The Shapeless Unease – Samantha Harvey (2020) – A Real Life Review

Novelist Samantha Harvey endured a year of insomnia and this is her account of that time.  As well as the physical act of not sleeping, the dilemma of whether to stay in bed becoming increasingly anxious or getting up to wander frustratedly or do jigsaws is her inevitable examination of why she had forgotten how to sleep.

I had to time this book carefully into my reading schedule.  I was aware of it during the national lockdown but felt that by reading it then Harvey’s insomnia might be contagious at a time when the balance between sleep and anxious tossing and turning was precarious.  In my head it just seemed to follow nicely after the thriller I have just read “Before I Go To Sleep” where the lead character’s restful nights wipes her memory clean.  There’s a superstitious literary balance going on here.

Samantha Harvey’s lack of sleep causes her to address guilt, loss, death and her past.  She also inserts parts of an unresolved short story.  At 176 pages it can be read in a couple of hours (I made sure they were daylight hours).  Her writing is enthralling and makes me want to seek out her four novels.  After finishing it I felt less convinced as to her motive behind the book than when I started it, it flows in a nebulous way like the dreams she was largely missing out on. I like the story of a man who robs a cash machine which creeps in from time to time but am not sure what it is doing here.  It is the quality of the writing I will remember this book for rather than the work as a whole.  There’s a story from her past regarding a dog which would keep me awake at night and I did enjoy her writing in her accounts of doctors’ appointments where on one occasion, a plea for a blood test led to a rebuke of “This is not a shop”.  I could appreciate her reaction to those people who tried to make helpful suggestions (sleep hygiene?) and her search for answers.  Ultimately, she concludes “This is the cure for insomnia – no things are fixed.  Everything passes, this too”. This seems more potent than prescription remedies and therapy but, boy, did she have to struggle to get to this viewpoint.

The Shapeless Unease was published by Jonathan Cape in 2020.

Night School – Richard Wiseman (2014) – A Real Life Review

realives

nightschool

Subtitled “The Life Changing Science Of Sleep” (and yes, it is unusual for me to read a book with “science” in the title) Richard Wiseman pulls together all the theories and research on sleep to produce an extremely readable book on a fascinating subject.  I chose to read it after having had a few days of my occasional struggles with sleep and I am already doing better.

 Basically, we’re not getting enough of it.  Sleep, that is.  Most of us fall short of the 8 hours required to fully recharge ourselves for the next day and the quality of this sleep has deteriorated rapidly over the last half century due to our lifestyles, stress and our obsession with the blue light of smart-phones, computers and tablets.  As a result we are becoming sleep deprived affecting our abilities to function as individuals and at work, causing many road traffic accidents and putting ourselves at risk of obesity, diabetes and cancer all of which Wiseman is prepared to attribute to the wrong type of sleep.

 We still feel guilty about sleep, as if it is a weakness.  Margaret Thatcher, when Prime Minister, was said to thrive on 3 or 4 hours per night and this was held up as an admirable quality.  Running the country is surely more important than sleep.  She might actually have done a better job if she’d put in those extra hours. (There’s also significant research to suggest that those who claim to be thriving on a modicum of sleep actually do a lot more of it than they realise).

 Wiseman also fascinated me by exploring another social no-no, the afternoon nap.  Take one of these and you’ll likely end up feeling guilty.  Wrong!  We’re often being told of the virtues of the Mediterranean diet as an explanation for lower instances of heart trouble and stroke in regions which follow this- but what do these nations also support?  The siesta.  Is this why coronary disease is much lower because of the blood-pressure lowering benefits of a nap? There’s a precise science to getting this right and Wiseman points out how long it should be and when and how to get the most out of it.  He’s convinced me, I’m off to buy an eye-shield.

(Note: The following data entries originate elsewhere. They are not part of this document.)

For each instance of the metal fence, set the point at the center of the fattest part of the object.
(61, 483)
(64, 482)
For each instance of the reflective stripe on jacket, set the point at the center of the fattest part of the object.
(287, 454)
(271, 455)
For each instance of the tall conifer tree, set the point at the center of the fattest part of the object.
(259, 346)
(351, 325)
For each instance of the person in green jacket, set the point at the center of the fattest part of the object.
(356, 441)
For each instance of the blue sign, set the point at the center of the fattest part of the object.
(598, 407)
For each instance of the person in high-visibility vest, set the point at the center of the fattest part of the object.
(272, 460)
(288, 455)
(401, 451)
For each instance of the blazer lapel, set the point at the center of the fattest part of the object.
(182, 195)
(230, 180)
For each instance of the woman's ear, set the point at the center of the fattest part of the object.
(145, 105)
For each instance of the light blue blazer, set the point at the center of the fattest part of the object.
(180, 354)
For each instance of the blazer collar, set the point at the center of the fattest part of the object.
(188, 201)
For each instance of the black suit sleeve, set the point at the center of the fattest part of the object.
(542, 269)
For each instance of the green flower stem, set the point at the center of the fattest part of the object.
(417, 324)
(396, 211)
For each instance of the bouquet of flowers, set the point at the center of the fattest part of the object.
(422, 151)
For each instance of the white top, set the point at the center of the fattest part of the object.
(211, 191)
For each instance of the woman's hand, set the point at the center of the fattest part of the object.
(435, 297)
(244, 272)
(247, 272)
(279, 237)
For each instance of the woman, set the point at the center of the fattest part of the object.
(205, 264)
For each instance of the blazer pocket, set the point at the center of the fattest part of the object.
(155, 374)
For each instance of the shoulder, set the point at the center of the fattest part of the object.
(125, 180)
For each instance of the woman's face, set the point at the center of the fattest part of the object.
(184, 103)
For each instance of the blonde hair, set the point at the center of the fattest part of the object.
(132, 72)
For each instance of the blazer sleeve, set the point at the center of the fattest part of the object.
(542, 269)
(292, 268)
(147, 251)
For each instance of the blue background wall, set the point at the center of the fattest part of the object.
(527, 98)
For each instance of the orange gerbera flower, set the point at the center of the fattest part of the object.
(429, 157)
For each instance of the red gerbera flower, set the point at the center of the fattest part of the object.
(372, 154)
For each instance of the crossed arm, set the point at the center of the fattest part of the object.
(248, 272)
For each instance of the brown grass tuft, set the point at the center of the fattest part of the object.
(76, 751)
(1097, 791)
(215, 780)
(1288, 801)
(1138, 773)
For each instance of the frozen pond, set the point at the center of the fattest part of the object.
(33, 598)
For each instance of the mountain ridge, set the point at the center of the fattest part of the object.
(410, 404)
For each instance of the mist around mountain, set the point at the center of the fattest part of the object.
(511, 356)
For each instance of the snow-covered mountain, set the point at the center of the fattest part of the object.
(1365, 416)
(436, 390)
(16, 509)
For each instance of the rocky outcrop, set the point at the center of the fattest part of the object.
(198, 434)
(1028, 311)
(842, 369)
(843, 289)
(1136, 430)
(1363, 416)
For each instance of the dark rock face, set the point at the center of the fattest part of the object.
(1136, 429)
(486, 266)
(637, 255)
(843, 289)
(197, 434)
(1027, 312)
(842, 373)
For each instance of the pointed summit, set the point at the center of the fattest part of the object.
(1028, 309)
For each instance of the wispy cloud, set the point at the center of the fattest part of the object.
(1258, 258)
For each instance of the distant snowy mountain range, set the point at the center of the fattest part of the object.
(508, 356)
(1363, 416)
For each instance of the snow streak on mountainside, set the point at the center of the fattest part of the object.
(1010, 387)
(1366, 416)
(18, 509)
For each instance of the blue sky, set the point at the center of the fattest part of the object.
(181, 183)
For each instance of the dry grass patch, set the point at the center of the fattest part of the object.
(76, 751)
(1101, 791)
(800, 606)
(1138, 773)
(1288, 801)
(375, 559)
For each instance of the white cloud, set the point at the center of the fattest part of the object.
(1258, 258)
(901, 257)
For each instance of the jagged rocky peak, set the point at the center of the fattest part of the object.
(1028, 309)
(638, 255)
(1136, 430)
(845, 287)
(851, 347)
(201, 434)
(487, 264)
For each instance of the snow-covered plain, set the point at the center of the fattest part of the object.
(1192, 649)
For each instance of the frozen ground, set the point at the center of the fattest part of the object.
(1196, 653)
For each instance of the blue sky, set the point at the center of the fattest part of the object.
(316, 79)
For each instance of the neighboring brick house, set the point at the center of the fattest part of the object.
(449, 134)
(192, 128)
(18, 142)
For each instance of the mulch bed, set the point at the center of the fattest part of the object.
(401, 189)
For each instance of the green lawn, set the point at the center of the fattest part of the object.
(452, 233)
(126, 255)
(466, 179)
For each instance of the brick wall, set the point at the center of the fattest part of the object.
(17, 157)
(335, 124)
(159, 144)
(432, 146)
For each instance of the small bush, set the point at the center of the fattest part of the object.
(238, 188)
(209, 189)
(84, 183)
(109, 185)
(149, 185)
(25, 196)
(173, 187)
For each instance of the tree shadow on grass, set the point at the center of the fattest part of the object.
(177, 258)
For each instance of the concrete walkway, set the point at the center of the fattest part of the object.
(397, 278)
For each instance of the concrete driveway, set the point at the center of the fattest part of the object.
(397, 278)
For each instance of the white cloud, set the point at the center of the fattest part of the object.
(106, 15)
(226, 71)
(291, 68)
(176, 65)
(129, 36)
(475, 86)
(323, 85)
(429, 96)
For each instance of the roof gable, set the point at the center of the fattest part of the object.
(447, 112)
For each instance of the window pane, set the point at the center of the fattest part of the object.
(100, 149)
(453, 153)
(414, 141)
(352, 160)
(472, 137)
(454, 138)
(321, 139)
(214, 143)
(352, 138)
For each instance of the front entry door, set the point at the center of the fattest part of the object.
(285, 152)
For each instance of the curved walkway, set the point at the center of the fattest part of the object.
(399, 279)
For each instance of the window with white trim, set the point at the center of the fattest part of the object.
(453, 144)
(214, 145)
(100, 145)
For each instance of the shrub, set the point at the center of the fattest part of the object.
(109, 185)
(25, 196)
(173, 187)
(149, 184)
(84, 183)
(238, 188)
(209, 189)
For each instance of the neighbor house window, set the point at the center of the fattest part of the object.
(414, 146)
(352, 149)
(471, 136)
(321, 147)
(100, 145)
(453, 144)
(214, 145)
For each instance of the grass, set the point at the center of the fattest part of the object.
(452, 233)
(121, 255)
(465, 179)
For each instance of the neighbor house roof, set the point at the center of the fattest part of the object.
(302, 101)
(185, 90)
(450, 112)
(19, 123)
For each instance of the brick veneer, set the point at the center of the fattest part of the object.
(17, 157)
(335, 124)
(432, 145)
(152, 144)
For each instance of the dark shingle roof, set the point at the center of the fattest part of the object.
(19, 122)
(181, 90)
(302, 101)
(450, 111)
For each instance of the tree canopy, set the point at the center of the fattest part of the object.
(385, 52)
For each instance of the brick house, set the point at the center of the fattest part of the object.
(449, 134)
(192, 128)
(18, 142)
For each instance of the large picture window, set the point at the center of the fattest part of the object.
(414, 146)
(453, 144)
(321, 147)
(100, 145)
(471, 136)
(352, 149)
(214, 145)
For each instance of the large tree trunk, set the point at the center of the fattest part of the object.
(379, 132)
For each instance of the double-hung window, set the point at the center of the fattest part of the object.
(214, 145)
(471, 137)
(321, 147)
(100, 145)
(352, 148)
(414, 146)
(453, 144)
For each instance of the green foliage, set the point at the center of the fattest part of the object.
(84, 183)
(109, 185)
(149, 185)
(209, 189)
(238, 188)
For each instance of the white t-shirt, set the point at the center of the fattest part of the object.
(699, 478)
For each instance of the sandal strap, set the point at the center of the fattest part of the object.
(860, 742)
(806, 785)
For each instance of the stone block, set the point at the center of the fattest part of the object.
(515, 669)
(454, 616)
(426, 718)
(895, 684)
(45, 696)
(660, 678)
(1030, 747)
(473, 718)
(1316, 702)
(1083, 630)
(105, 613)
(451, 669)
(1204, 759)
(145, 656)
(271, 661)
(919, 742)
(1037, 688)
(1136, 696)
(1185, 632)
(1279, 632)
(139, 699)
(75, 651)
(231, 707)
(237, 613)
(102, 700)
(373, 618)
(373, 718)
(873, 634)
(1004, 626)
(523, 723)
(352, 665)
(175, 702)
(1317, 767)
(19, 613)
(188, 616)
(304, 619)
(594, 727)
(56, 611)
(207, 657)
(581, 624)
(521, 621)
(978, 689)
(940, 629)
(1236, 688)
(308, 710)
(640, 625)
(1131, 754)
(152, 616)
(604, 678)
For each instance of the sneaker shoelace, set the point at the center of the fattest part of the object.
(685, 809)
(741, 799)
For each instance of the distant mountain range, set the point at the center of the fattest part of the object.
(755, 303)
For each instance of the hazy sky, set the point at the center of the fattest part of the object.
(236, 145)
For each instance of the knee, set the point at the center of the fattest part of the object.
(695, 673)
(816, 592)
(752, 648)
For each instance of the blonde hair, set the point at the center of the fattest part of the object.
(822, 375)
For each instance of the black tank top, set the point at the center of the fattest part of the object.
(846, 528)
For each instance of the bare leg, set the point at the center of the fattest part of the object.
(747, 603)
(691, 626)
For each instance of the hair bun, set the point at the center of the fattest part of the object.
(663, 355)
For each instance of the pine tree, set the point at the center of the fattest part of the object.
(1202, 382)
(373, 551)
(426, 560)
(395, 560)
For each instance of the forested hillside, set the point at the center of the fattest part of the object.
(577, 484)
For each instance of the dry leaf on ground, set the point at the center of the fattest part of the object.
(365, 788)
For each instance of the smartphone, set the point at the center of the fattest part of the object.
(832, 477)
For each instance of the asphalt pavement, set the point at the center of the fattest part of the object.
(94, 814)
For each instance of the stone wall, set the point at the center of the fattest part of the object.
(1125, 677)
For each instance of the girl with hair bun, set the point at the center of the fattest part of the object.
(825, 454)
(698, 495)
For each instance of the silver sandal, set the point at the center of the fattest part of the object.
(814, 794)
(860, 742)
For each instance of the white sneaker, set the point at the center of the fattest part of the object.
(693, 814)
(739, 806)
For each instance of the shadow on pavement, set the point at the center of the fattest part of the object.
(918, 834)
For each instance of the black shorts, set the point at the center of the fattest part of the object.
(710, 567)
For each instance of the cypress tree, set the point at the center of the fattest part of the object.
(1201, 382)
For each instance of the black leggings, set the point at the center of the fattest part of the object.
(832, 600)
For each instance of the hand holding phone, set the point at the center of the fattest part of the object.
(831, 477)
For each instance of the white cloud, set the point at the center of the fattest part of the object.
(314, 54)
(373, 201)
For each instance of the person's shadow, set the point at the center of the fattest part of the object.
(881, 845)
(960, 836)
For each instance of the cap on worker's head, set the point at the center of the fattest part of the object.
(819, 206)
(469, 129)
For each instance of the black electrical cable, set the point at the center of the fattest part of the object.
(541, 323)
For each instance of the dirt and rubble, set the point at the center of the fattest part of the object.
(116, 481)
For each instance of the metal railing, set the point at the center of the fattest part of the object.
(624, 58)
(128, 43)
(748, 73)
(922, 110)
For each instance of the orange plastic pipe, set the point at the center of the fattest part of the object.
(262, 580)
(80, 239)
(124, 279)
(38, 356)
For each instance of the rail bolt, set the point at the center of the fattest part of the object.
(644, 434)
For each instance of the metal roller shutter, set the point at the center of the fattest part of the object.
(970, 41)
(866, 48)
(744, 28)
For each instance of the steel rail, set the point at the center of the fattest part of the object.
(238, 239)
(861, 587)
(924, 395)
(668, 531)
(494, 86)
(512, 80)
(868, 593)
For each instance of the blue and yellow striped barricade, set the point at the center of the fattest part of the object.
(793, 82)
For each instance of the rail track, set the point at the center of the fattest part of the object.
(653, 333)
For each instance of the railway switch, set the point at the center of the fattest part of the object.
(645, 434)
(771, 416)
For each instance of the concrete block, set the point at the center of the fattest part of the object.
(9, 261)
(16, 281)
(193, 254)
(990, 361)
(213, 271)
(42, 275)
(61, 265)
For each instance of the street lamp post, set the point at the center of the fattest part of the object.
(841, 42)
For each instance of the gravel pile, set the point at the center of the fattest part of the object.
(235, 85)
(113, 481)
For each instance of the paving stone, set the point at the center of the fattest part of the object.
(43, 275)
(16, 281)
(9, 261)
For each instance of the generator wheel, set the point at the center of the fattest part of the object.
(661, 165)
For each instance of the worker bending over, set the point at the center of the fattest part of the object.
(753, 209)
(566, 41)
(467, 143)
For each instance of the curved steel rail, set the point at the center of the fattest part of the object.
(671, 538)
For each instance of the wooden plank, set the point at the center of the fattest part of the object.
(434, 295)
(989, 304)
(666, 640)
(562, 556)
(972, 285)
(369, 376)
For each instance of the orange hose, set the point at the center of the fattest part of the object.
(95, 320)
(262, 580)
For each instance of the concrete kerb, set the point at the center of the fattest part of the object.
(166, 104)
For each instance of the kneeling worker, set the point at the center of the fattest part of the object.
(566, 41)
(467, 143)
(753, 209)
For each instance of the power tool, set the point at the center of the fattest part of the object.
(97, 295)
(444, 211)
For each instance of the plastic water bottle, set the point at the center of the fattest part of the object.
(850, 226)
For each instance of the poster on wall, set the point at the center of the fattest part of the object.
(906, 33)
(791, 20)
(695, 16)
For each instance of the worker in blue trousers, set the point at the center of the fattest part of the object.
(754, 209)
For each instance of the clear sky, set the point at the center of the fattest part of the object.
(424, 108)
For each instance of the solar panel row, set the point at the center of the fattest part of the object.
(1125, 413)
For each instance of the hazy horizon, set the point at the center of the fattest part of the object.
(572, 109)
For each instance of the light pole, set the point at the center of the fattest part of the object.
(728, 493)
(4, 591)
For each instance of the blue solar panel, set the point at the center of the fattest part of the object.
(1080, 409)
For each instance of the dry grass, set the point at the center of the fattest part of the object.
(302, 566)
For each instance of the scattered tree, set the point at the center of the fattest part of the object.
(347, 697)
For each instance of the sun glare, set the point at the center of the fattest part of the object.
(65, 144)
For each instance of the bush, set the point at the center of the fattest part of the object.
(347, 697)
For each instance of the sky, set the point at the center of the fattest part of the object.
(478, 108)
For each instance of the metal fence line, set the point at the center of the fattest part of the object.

 What sleep is for and what it does, how to do it when you are struggling and how to enrich your learning potential whilst asleep; the role of dreams and how to use them for your benefit and avoiding and curing other sleep related problems are all dealt with this in this book in a highly accessible way with the author as friendly tutor guiding us, rather than blinding us, with science.  I’m really glad I liked the author’s style as I have another of his books “Quirkology” – a book I bought then wondered why I had done so as it is also not the sort of thing I would normally read and which has been sitting on my shelves for some time.

 He also debunks the many myths that have built up with relish.  The connection between eating cheese at night leading to bad dreams, for example, was actually a fictional creation by Charles Dickens as Scrooge ate cheese before his ghostly visitations.  Experimentation has proved this has no basis in fact.  Yet how many of us still avoid cheese at night because of this?

 If, like most of us you don’t give that much thought to the third of the day when you should be in bed and are not using it to maximise your potential for the other two thirds of the day then this book is a real eye-opener, or yes, go on, I’ll say it, a real eye-closer!